Idem à Matignon, où l'entourage du Premier ministre Jean Castex estimait qu'il n'y aurait pas de blocage sur les "grands principes", même s'il pouvait y avoir des "remarques" sur des question de "mise en oeuvre ou de périmètre d'application". En attendant le verdict du Conseil constitutionnel, plusieurs dizaines de manifestants se sont rassemblés jeudi en fin de matinée devant le siège de l'institution.
Latifa, retraitée de la fonction territoriale installée dans une chaise de camping, s'est indignée qu'avec le pass le président Macron "touche à mon libre arbitre". Sophie Tissier, gilet jaune membre du collectif "Paris pour la liberté", assure qu'"on n'est pas anti-vaccins, mais anti-vaccin Covid”.
Mercredi soir à Toulouse, plusieurs dizaines de personnes, parmi lesquelles quelques "gilets jaunes" et blouses blanches, ont manifesté pour défendre leur "liberté".
«Responsabilité»
Selon un sondage Elabe pour l'Institut Montaigne, Radio Classique et le journal Les Echos diffusé mercredi, 48% des Français désapprouvent les manifestations contre le pass, 37% les soutiennent et 15% sont indifférents.
Une majorité (autour de 60%) se déclare également disposée à le présenter s'il est demandé, et se dit favorable à la vaccination obligatoire.

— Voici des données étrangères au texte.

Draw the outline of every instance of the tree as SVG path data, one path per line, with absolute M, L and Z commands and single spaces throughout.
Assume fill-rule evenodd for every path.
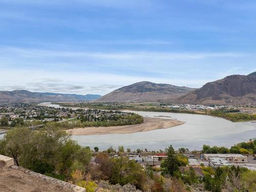
M 65 179 L 78 168 L 84 171 L 91 158 L 90 148 L 70 137 L 64 131 L 14 128 L 0 139 L 0 153 L 13 157 L 17 166 Z
M 172 176 L 175 175 L 179 172 L 179 161 L 175 151 L 172 145 L 165 149 L 167 152 L 167 157 L 163 163 L 162 166 L 164 168 L 163 172 L 165 175 L 169 175 Z
M 119 153 L 124 153 L 124 148 L 123 146 L 118 146 L 118 152 Z
M 17 126 L 18 125 L 24 125 L 24 120 L 21 118 L 15 118 L 11 122 L 11 126 Z
M 106 152 L 108 153 L 116 153 L 116 151 L 112 146 L 106 150 Z
M 182 180 L 185 183 L 189 185 L 196 183 L 198 181 L 198 180 L 193 168 L 190 167 L 188 170 L 185 172 L 182 176 Z
M 256 191 L 256 172 L 249 170 L 244 173 L 241 178 L 245 191 Z
M 3 117 L 0 119 L 0 124 L 1 126 L 8 126 L 9 125 L 9 120 L 6 117 Z
M 185 166 L 188 164 L 188 159 L 186 156 L 182 154 L 178 154 L 176 155 L 178 159 L 179 166 Z
M 186 152 L 186 149 L 185 148 L 179 148 L 179 151 L 180 153 L 184 153 Z
M 140 148 L 137 148 L 136 150 L 136 152 L 137 152 L 137 153 L 141 153 L 141 150 Z

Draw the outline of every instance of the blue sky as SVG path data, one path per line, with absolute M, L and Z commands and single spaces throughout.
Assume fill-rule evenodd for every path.
M 0 0 L 0 90 L 199 88 L 256 71 L 253 0 Z

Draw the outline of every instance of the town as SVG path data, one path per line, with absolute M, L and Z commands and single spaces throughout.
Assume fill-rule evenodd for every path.
M 38 125 L 48 122 L 66 122 L 70 124 L 91 122 L 90 126 L 131 125 L 143 122 L 143 117 L 133 113 L 48 106 L 19 101 L 0 102 L 0 126 Z M 84 124 L 83 124 L 84 125 Z M 84 125 L 87 126 L 86 124 Z M 77 126 L 79 126 L 77 125 Z

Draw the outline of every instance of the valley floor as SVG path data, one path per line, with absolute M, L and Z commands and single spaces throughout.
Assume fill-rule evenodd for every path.
M 133 125 L 85 127 L 66 131 L 68 133 L 71 132 L 73 135 L 94 135 L 110 134 L 125 134 L 169 128 L 184 123 L 184 122 L 174 120 L 144 117 L 143 123 Z

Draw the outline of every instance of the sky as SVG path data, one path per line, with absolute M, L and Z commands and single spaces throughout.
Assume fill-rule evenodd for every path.
M 0 90 L 104 95 L 256 71 L 255 0 L 0 0 Z

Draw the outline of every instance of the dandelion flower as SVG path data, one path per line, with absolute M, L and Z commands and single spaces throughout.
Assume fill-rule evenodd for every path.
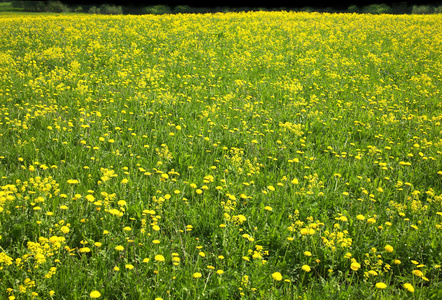
M 385 289 L 386 287 L 387 287 L 387 285 L 386 285 L 385 283 L 383 283 L 383 282 L 378 282 L 378 283 L 376 283 L 376 288 L 378 288 L 378 289 L 383 290 L 383 289 Z
M 305 272 L 310 272 L 310 271 L 312 270 L 308 265 L 303 265 L 303 266 L 302 266 L 302 269 L 303 269 Z
M 411 283 L 404 283 L 404 289 L 406 289 L 407 291 L 414 293 L 414 287 L 413 285 L 411 285 Z
M 393 252 L 393 247 L 390 245 L 387 245 L 387 246 L 385 246 L 385 251 L 391 253 L 391 252 Z
M 272 274 L 272 277 L 273 277 L 273 279 L 276 280 L 276 281 L 281 281 L 281 280 L 282 280 L 282 275 L 281 275 L 281 273 L 279 273 L 279 272 L 275 272 L 275 273 L 273 273 L 273 274 Z
M 413 273 L 413 275 L 416 275 L 418 277 L 424 276 L 424 273 L 422 273 L 421 270 L 413 270 L 411 273 Z
M 155 255 L 155 260 L 156 261 L 165 261 L 166 259 L 164 258 L 164 256 L 158 254 L 158 255 Z
M 361 268 L 361 265 L 359 263 L 357 263 L 357 262 L 352 262 L 351 265 L 350 265 L 350 268 L 353 271 L 357 271 L 357 270 L 359 270 Z
M 363 215 L 357 215 L 356 219 L 358 219 L 359 221 L 363 221 L 365 220 L 365 217 Z

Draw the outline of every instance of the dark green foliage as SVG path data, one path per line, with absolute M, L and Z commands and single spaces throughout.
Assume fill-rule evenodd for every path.
M 123 14 L 123 9 L 121 6 L 103 4 L 100 6 L 100 13 L 104 15 L 121 15 Z
M 12 1 L 14 8 L 23 8 L 27 12 L 69 12 L 70 8 L 60 1 Z
M 146 7 L 144 9 L 144 12 L 146 14 L 163 15 L 163 14 L 172 13 L 172 10 L 167 5 L 154 5 L 154 6 Z
M 371 4 L 362 11 L 368 14 L 388 14 L 391 13 L 391 8 L 387 4 Z

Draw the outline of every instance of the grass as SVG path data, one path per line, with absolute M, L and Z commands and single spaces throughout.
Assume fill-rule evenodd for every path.
M 440 298 L 441 16 L 0 26 L 2 297 Z

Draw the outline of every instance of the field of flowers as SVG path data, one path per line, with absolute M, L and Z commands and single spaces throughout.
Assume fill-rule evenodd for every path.
M 0 298 L 442 297 L 441 15 L 0 30 Z

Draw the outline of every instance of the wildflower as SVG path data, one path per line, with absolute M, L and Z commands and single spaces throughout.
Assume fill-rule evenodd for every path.
M 60 228 L 60 231 L 61 232 L 63 232 L 64 234 L 67 234 L 67 233 L 69 233 L 69 227 L 67 227 L 67 226 L 62 226 L 61 228 Z
M 92 291 L 92 292 L 89 294 L 89 296 L 90 296 L 91 298 L 97 299 L 97 298 L 100 298 L 100 297 L 101 297 L 101 294 L 100 294 L 99 291 Z
M 391 253 L 391 252 L 393 252 L 393 247 L 390 245 L 387 245 L 387 246 L 385 246 L 385 251 Z
M 411 285 L 411 283 L 404 283 L 404 289 L 406 289 L 407 291 L 414 293 L 414 287 L 413 285 Z
M 282 280 L 282 275 L 281 275 L 281 273 L 279 273 L 279 272 L 275 272 L 275 273 L 273 273 L 273 274 L 272 274 L 272 277 L 273 277 L 273 279 L 276 280 L 276 281 L 281 281 L 281 280 Z
M 383 282 L 378 282 L 378 283 L 376 283 L 376 288 L 378 288 L 378 289 L 383 290 L 383 289 L 385 289 L 386 287 L 387 287 L 387 285 L 386 285 L 385 283 L 383 283 Z
M 363 221 L 365 220 L 365 217 L 363 215 L 357 215 L 356 219 L 358 219 L 359 221 Z
M 350 269 L 352 269 L 353 271 L 357 271 L 361 268 L 361 265 L 357 262 L 352 262 L 350 265 Z
M 421 270 L 413 270 L 411 273 L 413 273 L 413 275 L 416 275 L 418 277 L 424 276 L 424 273 L 422 273 Z
M 302 269 L 303 269 L 305 272 L 310 272 L 310 271 L 312 270 L 308 265 L 303 265 L 303 266 L 302 266 Z
M 368 224 L 374 224 L 374 223 L 376 223 L 376 219 L 375 218 L 370 218 L 370 219 L 367 220 L 367 223 Z
M 166 259 L 164 258 L 164 256 L 158 254 L 158 255 L 155 255 L 155 260 L 156 261 L 165 261 Z

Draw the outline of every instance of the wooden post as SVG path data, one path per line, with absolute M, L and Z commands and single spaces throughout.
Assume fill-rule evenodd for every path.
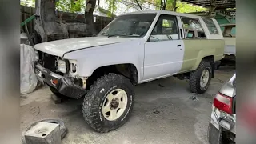
M 177 1 L 174 0 L 174 2 L 173 2 L 173 10 L 174 10 L 174 11 L 176 11 L 176 10 L 178 8 L 178 7 L 176 7 L 176 4 L 177 4 Z

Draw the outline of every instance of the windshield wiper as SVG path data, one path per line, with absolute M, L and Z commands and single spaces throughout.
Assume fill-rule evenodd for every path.
M 110 38 L 110 37 L 115 37 L 115 36 L 124 36 L 125 34 L 111 34 L 111 35 L 106 35 L 107 38 Z

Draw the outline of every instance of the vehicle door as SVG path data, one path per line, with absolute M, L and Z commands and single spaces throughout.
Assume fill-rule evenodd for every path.
M 177 16 L 159 16 L 144 47 L 144 81 L 172 75 L 181 70 L 184 45 L 178 27 Z

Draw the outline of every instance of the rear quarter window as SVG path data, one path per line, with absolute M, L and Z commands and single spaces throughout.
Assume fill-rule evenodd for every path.
M 214 22 L 211 18 L 202 18 L 202 20 L 205 22 L 210 34 L 218 34 L 218 29 L 215 26 Z

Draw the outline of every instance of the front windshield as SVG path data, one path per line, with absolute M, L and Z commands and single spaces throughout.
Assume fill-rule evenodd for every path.
M 99 35 L 142 38 L 149 30 L 156 14 L 136 14 L 119 16 L 106 26 Z

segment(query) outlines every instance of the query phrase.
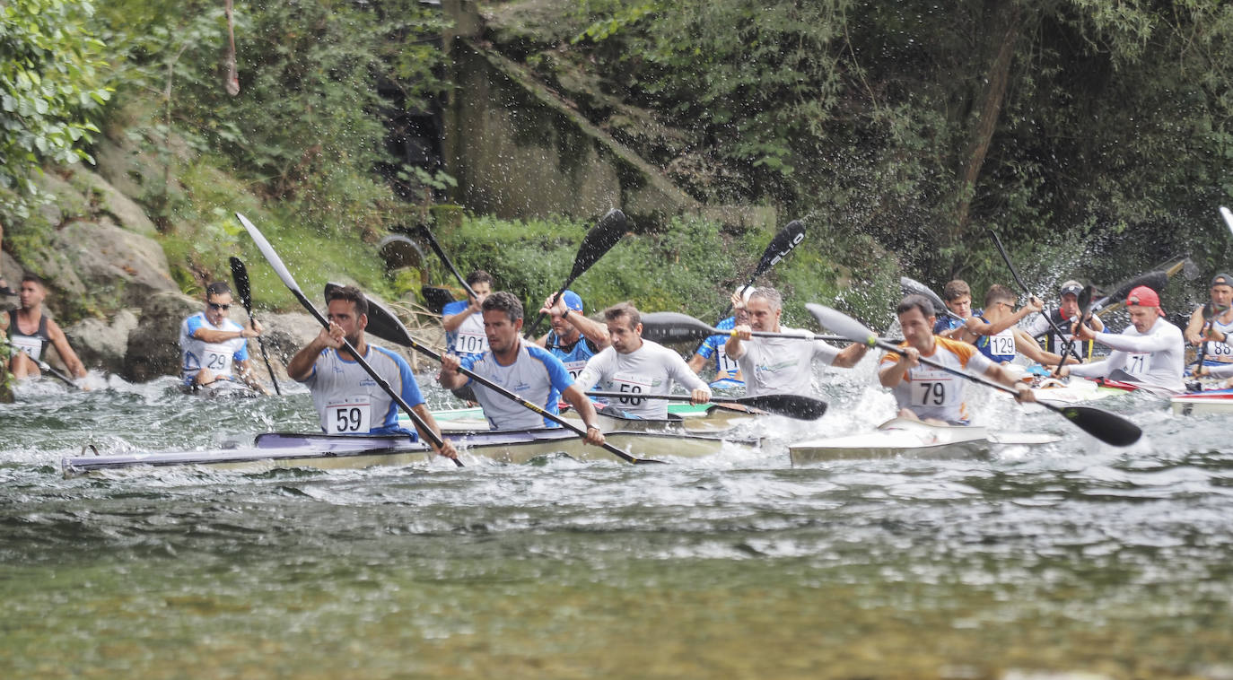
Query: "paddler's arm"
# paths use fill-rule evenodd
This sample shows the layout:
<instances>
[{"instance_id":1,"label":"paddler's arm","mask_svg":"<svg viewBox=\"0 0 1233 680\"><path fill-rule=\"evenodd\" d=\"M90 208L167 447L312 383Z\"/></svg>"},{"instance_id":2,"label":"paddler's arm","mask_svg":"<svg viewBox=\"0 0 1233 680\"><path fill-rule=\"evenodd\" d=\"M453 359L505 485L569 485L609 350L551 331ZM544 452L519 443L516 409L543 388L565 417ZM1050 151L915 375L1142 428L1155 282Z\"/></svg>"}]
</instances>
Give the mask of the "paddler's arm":
<instances>
[{"instance_id":1,"label":"paddler's arm","mask_svg":"<svg viewBox=\"0 0 1233 680\"><path fill-rule=\"evenodd\" d=\"M1004 368L1000 363L990 362L989 368L985 368L985 377L1017 392L1018 394L1015 395L1015 400L1018 402L1020 404L1026 404L1036 400L1036 393L1032 392L1032 388L1028 387L1026 383L1017 381L1015 376L1010 371Z\"/></svg>"},{"instance_id":2,"label":"paddler's arm","mask_svg":"<svg viewBox=\"0 0 1233 680\"><path fill-rule=\"evenodd\" d=\"M457 355L444 355L441 357L441 372L436 374L436 382L445 389L457 389L471 378L459 372L462 360Z\"/></svg>"},{"instance_id":3,"label":"paddler's arm","mask_svg":"<svg viewBox=\"0 0 1233 680\"><path fill-rule=\"evenodd\" d=\"M561 398L573 407L573 411L578 414L582 419L583 425L587 427L587 443L593 446L603 446L604 434L599 430L599 416L596 415L596 408L591 405L591 399L582 393L582 389L577 384L571 384L561 393Z\"/></svg>"},{"instance_id":4,"label":"paddler's arm","mask_svg":"<svg viewBox=\"0 0 1233 680\"><path fill-rule=\"evenodd\" d=\"M724 354L731 358L741 358L745 356L745 346L741 345L741 340L750 340L753 338L753 329L748 324L737 324L732 329L732 334L727 336L727 342L724 342Z\"/></svg>"},{"instance_id":5,"label":"paddler's arm","mask_svg":"<svg viewBox=\"0 0 1233 680\"><path fill-rule=\"evenodd\" d=\"M882 387L895 387L904 382L907 371L920 366L921 354L916 347L904 347L900 352L898 361L878 371L878 382L882 383Z\"/></svg>"},{"instance_id":6,"label":"paddler's arm","mask_svg":"<svg viewBox=\"0 0 1233 680\"><path fill-rule=\"evenodd\" d=\"M52 319L47 319L47 336L52 340L55 352L60 355L60 361L68 367L74 378L85 377L85 365L78 358L76 352L69 346L69 339L60 330L60 325Z\"/></svg>"},{"instance_id":7,"label":"paddler's arm","mask_svg":"<svg viewBox=\"0 0 1233 680\"><path fill-rule=\"evenodd\" d=\"M296 356L291 357L287 362L287 377L296 382L305 382L312 377L313 365L317 363L317 355L327 349L338 349L343 346L343 333L342 326L330 322L329 328L322 328L317 336L296 352Z\"/></svg>"},{"instance_id":8,"label":"paddler's arm","mask_svg":"<svg viewBox=\"0 0 1233 680\"><path fill-rule=\"evenodd\" d=\"M424 421L424 425L428 425L429 430L435 432L436 436L441 437L443 442L441 446L436 446L435 443L433 443L432 445L433 451L435 451L438 456L445 456L446 458L454 458L456 461L459 457L457 448L454 447L453 441L441 436L441 429L440 426L436 425L436 419L433 418L433 411L428 410L428 405L424 403L419 403L416 404L414 407L411 407L411 410L413 410L416 415L418 415L419 419ZM416 424L416 430L419 432L419 441L427 441L427 442L433 441L433 437L428 436L428 432L425 432L424 429L420 427L418 423Z\"/></svg>"}]
</instances>

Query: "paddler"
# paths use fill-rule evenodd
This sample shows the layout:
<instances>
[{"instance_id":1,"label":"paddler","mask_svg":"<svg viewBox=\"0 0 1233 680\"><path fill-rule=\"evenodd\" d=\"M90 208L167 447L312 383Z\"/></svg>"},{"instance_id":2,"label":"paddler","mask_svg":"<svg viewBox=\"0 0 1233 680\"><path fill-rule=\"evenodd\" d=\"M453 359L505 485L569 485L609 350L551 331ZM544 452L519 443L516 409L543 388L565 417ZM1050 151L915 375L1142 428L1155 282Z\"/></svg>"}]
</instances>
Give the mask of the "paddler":
<instances>
[{"instance_id":1,"label":"paddler","mask_svg":"<svg viewBox=\"0 0 1233 680\"><path fill-rule=\"evenodd\" d=\"M1113 351L1104 361L1063 366L1060 374L1104 378L1121 371L1147 387L1185 392L1181 374L1186 342L1181 329L1164 320L1160 296L1147 286L1132 288L1126 296L1126 310L1131 325L1121 334L1097 333L1084 323L1075 324L1076 339L1095 340Z\"/></svg>"},{"instance_id":2,"label":"paddler","mask_svg":"<svg viewBox=\"0 0 1233 680\"><path fill-rule=\"evenodd\" d=\"M86 376L85 366L78 358L76 352L69 345L68 338L60 330L54 319L43 314L43 301L47 299L47 286L32 273L21 278L17 288L17 309L10 309L7 314L0 317L0 330L9 333L9 342L12 345L12 357L9 360L9 370L17 379L33 378L42 374L39 363L43 362L43 352L47 346L55 347L55 354L68 367L74 378Z\"/></svg>"},{"instance_id":3,"label":"paddler","mask_svg":"<svg viewBox=\"0 0 1233 680\"><path fill-rule=\"evenodd\" d=\"M968 381L924 365L921 357L1010 387L1018 393L1016 399L1020 402L1036 400L1030 387L977 351L974 345L936 335L933 304L925 296L905 297L895 308L895 314L904 331L904 342L899 345L903 355L887 354L882 357L878 381L894 393L900 418L946 425L968 424L963 400Z\"/></svg>"},{"instance_id":4,"label":"paddler","mask_svg":"<svg viewBox=\"0 0 1233 680\"><path fill-rule=\"evenodd\" d=\"M481 355L443 356L441 372L438 376L441 386L446 389L459 389L471 383L470 376L459 372L462 367L551 414L559 413L557 398L561 397L573 407L586 424L587 442L603 445L604 435L597 425L596 409L573 383L561 360L544 347L523 341L523 303L512 293L497 291L485 298L481 313L488 350ZM482 384L473 383L471 387L493 430L559 426Z\"/></svg>"},{"instance_id":5,"label":"paddler","mask_svg":"<svg viewBox=\"0 0 1233 680\"><path fill-rule=\"evenodd\" d=\"M851 368L864 357L868 347L852 344L840 350L820 340L795 340L790 338L753 338L752 331L782 333L785 335L811 335L806 330L779 325L783 315L783 297L771 287L755 288L746 304L748 324L737 324L724 346L727 356L736 360L745 376L745 393L761 394L814 393L814 361L827 366Z\"/></svg>"},{"instance_id":6,"label":"paddler","mask_svg":"<svg viewBox=\"0 0 1233 680\"><path fill-rule=\"evenodd\" d=\"M1063 282L1058 293L1058 308L1047 312L1048 317L1037 314L1028 320L1023 330L1032 338L1043 338L1044 351L1062 354L1062 350L1067 347L1067 342L1074 336L1070 333L1070 328L1079 320L1079 296L1081 293L1083 283L1073 280ZM1051 320L1053 325L1049 325ZM1063 335L1053 331L1054 325L1063 331ZM1091 328L1097 333L1102 331L1105 330L1105 323L1100 320L1100 317L1092 317ZM1075 344L1075 352L1080 357L1091 360L1094 347L1095 345L1091 340L1078 342Z\"/></svg>"},{"instance_id":7,"label":"paddler","mask_svg":"<svg viewBox=\"0 0 1233 680\"><path fill-rule=\"evenodd\" d=\"M326 318L329 328L322 328L316 338L300 349L287 363L291 379L308 386L313 404L321 419L321 429L332 435L392 435L411 432L398 425L398 404L369 376L355 356L343 349L343 339L381 376L411 410L436 435L440 427L428 410L419 392L419 383L411 366L397 354L369 345L364 329L369 325L369 301L354 286L332 288L326 293ZM418 425L417 425L418 430ZM418 436L425 439L420 431ZM448 458L457 458L454 443L433 448Z\"/></svg>"},{"instance_id":8,"label":"paddler","mask_svg":"<svg viewBox=\"0 0 1233 680\"><path fill-rule=\"evenodd\" d=\"M560 358L570 377L577 379L587 361L612 345L608 328L582 313L582 298L578 293L566 291L556 298L556 303L552 297L549 296L540 309L541 314L547 314L552 329L535 340L535 344Z\"/></svg>"},{"instance_id":9,"label":"paddler","mask_svg":"<svg viewBox=\"0 0 1233 680\"><path fill-rule=\"evenodd\" d=\"M238 381L260 394L270 391L256 379L248 356L248 339L261 324L243 328L231 320L232 292L226 281L206 286L206 307L180 323L180 376L194 391L217 381Z\"/></svg>"},{"instance_id":10,"label":"paddler","mask_svg":"<svg viewBox=\"0 0 1233 680\"><path fill-rule=\"evenodd\" d=\"M623 302L604 309L604 323L612 346L587 362L575 383L578 389L587 392L599 384L604 392L629 393L610 405L624 411L623 415L649 420L667 419L668 402L644 399L639 394L672 394L672 388L679 383L689 389L690 403L710 400L710 388L689 370L681 355L642 339L642 319L633 304Z\"/></svg>"},{"instance_id":11,"label":"paddler","mask_svg":"<svg viewBox=\"0 0 1233 680\"><path fill-rule=\"evenodd\" d=\"M972 318L972 287L967 281L956 278L947 281L942 287L942 304L951 310L951 314L942 314L933 324L933 333L942 338L954 338L963 329L963 324Z\"/></svg>"},{"instance_id":12,"label":"paddler","mask_svg":"<svg viewBox=\"0 0 1233 680\"><path fill-rule=\"evenodd\" d=\"M753 286L739 286L732 292L732 315L715 324L719 330L732 330L736 324L748 323L746 319L745 306L750 302L750 296L753 294ZM715 382L731 381L732 383L743 382L745 378L741 376L741 367L736 365L736 361L727 356L724 351L724 346L727 344L730 335L711 335L710 338L702 341L694 355L689 357L689 368L694 373L702 373L702 370L707 367L710 357L715 357ZM718 386L716 386L718 387Z\"/></svg>"},{"instance_id":13,"label":"paddler","mask_svg":"<svg viewBox=\"0 0 1233 680\"><path fill-rule=\"evenodd\" d=\"M466 277L466 285L475 292L466 302L457 301L441 308L441 326L445 328L445 342L450 354L459 356L481 355L488 349L488 339L483 333L483 315L480 308L483 298L492 292L492 275L475 270Z\"/></svg>"},{"instance_id":14,"label":"paddler","mask_svg":"<svg viewBox=\"0 0 1233 680\"><path fill-rule=\"evenodd\" d=\"M1036 344L1026 330L1016 326L1028 314L1038 314L1044 309L1036 297L1015 310L1018 296L1006 286L994 283L985 293L985 308L980 315L974 315L963 324L963 331L957 339L972 342L986 358L1006 365L1023 355L1037 363L1055 366L1062 361L1059 355L1046 352ZM1076 363L1074 357L1067 357L1068 363Z\"/></svg>"},{"instance_id":15,"label":"paddler","mask_svg":"<svg viewBox=\"0 0 1233 680\"><path fill-rule=\"evenodd\" d=\"M1223 366L1233 362L1233 345L1226 341L1229 333L1233 333L1233 276L1227 273L1213 276L1208 299L1210 309L1216 312L1211 317L1211 328L1207 328L1208 320L1203 318L1203 307L1207 306L1200 306L1190 314L1190 323L1186 324L1184 335L1191 345L1207 342L1203 363Z\"/></svg>"}]
</instances>

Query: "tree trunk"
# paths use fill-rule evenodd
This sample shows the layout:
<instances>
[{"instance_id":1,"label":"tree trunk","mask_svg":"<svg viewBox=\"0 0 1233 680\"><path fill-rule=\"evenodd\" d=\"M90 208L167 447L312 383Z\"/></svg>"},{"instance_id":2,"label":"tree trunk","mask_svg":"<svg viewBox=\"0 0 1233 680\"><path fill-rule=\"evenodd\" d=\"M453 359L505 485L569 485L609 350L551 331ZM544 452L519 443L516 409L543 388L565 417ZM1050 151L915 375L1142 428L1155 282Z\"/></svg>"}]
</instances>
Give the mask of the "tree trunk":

Dans la classe politique, le porte-parole du Rassemblement national Julien Odoul a de nouveau fustigé jeudi un dispositif qui "heurte de manière disproportionnée, et brutale même, nos libertés fondamentales".
A gauche, Valérie Rabault, cheffe des députés socialistes, qui ont avec leurs collègues PCF et LFI déposé un des recours, préférerait la "vaccination obligatoire pour tous les adultes" à un pass par lequel le gouvernement rejette la "responsabilité" des contrôles sur les salariés des restaurants ou des lieux culturels.
La décision du Conseil constitutionnel intervient en pleine nouvelle vague de l'épidémie, avec 8.134 patients dans les hôpitaux français mercredi dont 1.371 en soins critiques. Près de 54% de la population dispose d'un schéma vaccinal complet.